Por Alan Caldas – Editor (De Consuegra, Espanha)
Você anda pelo mundo e um dia a placa de estrada diz: Consuegra.
Consuegra? Consuegra, Consuegra... ah, sim, é a terra da Espanha, em La Mancha, onde Cervantes se inspirou para a famosa batalha do Fidalgo Dom Quixote contra os moinhos de vento.
Moinhos que ele, em sua ilusão, via como monstros, e sendo ele um Cavaleiro, lhe incumbia derrotá-los.
O fim é trágico, por óbvio. Mas a explicação de Dom Quixote para Sancho Pança, seu fiel escudeiro, é simples:
– Os “monstros” estavam magicamente enfeitiçados pelo bruxo, e daí sua força descomunal, capaz, mesmo, de vencer um fidalgo Cavaleiro.
E ele e Sancho, que a esta altura demonstra tal admiração por Dom Quixote que já começa a viver suas fantasias alucinadas e alucinantes, partem para outras batalhas e desafios.
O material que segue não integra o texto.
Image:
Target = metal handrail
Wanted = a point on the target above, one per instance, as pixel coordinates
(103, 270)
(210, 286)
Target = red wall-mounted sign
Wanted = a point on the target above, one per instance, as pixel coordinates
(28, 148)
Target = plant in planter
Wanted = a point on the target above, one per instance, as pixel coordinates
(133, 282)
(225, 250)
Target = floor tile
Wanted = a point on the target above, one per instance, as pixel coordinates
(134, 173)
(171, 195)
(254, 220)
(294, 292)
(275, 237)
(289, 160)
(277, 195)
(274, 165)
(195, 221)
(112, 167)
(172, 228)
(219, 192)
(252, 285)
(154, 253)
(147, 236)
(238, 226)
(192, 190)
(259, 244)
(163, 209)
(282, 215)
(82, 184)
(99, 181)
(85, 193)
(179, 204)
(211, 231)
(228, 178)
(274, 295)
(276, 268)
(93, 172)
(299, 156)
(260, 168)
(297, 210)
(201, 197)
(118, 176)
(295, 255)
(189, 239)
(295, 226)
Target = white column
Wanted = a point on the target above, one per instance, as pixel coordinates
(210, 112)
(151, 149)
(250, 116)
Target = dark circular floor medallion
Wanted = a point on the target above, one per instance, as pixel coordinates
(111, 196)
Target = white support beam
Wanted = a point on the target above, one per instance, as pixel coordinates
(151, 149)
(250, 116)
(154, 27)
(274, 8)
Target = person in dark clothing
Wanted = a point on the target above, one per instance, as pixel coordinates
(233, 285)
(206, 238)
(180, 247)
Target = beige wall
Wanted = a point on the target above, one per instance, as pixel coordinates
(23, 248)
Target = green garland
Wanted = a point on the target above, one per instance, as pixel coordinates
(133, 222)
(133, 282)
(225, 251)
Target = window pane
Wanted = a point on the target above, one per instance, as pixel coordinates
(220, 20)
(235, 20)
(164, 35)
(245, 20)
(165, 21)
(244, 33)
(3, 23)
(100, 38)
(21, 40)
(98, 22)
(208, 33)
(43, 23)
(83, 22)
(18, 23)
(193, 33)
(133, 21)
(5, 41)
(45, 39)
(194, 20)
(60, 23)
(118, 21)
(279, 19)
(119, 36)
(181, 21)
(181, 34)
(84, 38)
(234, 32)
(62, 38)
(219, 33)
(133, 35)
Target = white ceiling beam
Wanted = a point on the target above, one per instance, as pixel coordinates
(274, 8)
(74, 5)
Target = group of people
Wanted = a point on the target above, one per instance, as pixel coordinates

Dom Quixote se tornou o maior clássico das chamadas Obras de Cavalaria, que narram feitos e misérias dos exércitos e guerreiros da Idade Média. Dom Quixote de La Mancha (El Ingenioso Hidalgo Don Quixote de La Mancha) é obra do escritor espanhol Miguel de Cervantes. Foi publicada em duas partes. A primeira em 1605. A segunda dez anos depois, em 1615.
Traduzido para inglês e francês, tornou-se imediatamente o livro mais publicado da época, e hoje, 400 anos depois, é o segundo livro mais lido no mundo. Se você quiser aprender espanhol basta ler Dom Quixote. Sai de lá falando, tal a fluidez do texto. É o livro da Espanha.
A época em que foi escrito explica muito do grandioso sucesso.
Naquele período, a situação era mais ou menos assim:
Na sequência do regime absolutista do rei Felipe II, que vivia grandiosamente, a Espanha enfrentava uma fase de pobreza causada pelos gastos militares e expansionistas do rei. No livro, nota-se a miséria dos muitos indivíduos que, então, enganam e roubam para sobreviver, contrastando com os heróis dos famosos romances de cavalaria.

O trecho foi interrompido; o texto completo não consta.